He tipped his chin down so that he could better see her and brushed a stray lock of golden hair off her cheek. “I was thinking how wise I must be to have known within minutes of meeting you that you were wonderful.”
She chuckled, thinking his words were teasing flattery. “How soon did my qualities become apparent?”
“I’d say,” he thoughtfully replied, “I knew it when you took sympathy on Galileo.”
She’d expected him to say something about her looks, not her conversation or her mind. “Truly?” she asked with unhidden pleasure.
He nodded, but he was studying her reaction with curiosity. “What did you think I was going to say?”
Her slim shoulders lifted in an embarrassed shrug. “I thought you would say it was my face you noticed first. People have the most extraordinary reaction to my face,” she explained with a disgusted sigh.
“I can’t imagine why,” he said, grinning down at what was, in his opinion-in anyone’s opinion-a heartbreakingly beautiful face belonging to a young woman who was sprawled across his chest looking like an innocent golden goddess.
“I think it’s my eyes. They’re an odd color.”
“I see that now,” he teased, then he said more solemnly, “but as it happens it was not your face which I found so beguiling when we met in the garden, because,” he added when she looked unconvinced, “I couldn’t see it.”
“Of course you could. I could see yours well enough, even though night had fallen.”
“Yes, but I was standing near a torch lamp, while you perversely remained in the shadows. I could tell that yours was a very nice face, with the requisite features in the right places, and I could also tell that your other-feminine assets-were definitely in all the right places, but that was all I could see. And then later that night I looked up and saw you walking down the staircase. I was so surprised, it took a considerable amount of will to keep from dropping the glass I was holding.”

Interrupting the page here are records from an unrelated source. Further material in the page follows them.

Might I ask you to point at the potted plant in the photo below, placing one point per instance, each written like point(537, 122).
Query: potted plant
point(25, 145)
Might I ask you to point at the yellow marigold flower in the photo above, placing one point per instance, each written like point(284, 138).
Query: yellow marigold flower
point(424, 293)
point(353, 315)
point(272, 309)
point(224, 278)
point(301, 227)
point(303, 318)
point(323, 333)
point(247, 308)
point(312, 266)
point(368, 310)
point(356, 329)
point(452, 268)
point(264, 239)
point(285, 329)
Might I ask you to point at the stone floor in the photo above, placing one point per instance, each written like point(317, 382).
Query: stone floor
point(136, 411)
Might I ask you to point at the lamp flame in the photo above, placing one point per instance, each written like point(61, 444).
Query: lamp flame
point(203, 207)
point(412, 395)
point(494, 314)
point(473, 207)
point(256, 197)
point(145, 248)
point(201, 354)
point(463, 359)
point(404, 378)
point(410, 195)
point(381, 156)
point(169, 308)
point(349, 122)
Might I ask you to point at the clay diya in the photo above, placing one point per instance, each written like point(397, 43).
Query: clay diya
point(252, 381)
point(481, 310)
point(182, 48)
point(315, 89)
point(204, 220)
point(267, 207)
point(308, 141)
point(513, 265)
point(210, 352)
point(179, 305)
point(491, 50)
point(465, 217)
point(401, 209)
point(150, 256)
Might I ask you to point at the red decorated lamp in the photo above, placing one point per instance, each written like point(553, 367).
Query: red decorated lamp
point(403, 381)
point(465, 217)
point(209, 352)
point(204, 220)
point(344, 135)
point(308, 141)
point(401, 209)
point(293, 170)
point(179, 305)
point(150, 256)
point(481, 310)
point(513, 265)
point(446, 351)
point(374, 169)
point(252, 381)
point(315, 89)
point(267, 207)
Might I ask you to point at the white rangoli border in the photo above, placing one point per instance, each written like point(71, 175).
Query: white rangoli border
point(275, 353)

Her happy laughter drifted around the room and reminded him of music. “Elizabeth,” he said dryly, “I am not such a fool that I would have let a beautiful face alone drive me to madness, or to asking you to marry me, or even to extremes of sexual desire.”
She saw that he was perfectly serious, and she sobered, “Thank you,” she said quietly. “That is the nicest compliment you could have paid me, my lord.”
“Don’t call me ‘my lord,’” he told her with a mixture of gentleness and gravity, “unless you mean it. I dislike having you address me that way if it’s merely a reference to my title.”
Elizabeth snuggled her cheek against his hard chest and quietly replied, “As you wish. My lord.”
Ian couldn’t help it. He rolled her onto her back and devoured her with his mouth, claimed her with his hands and then his body.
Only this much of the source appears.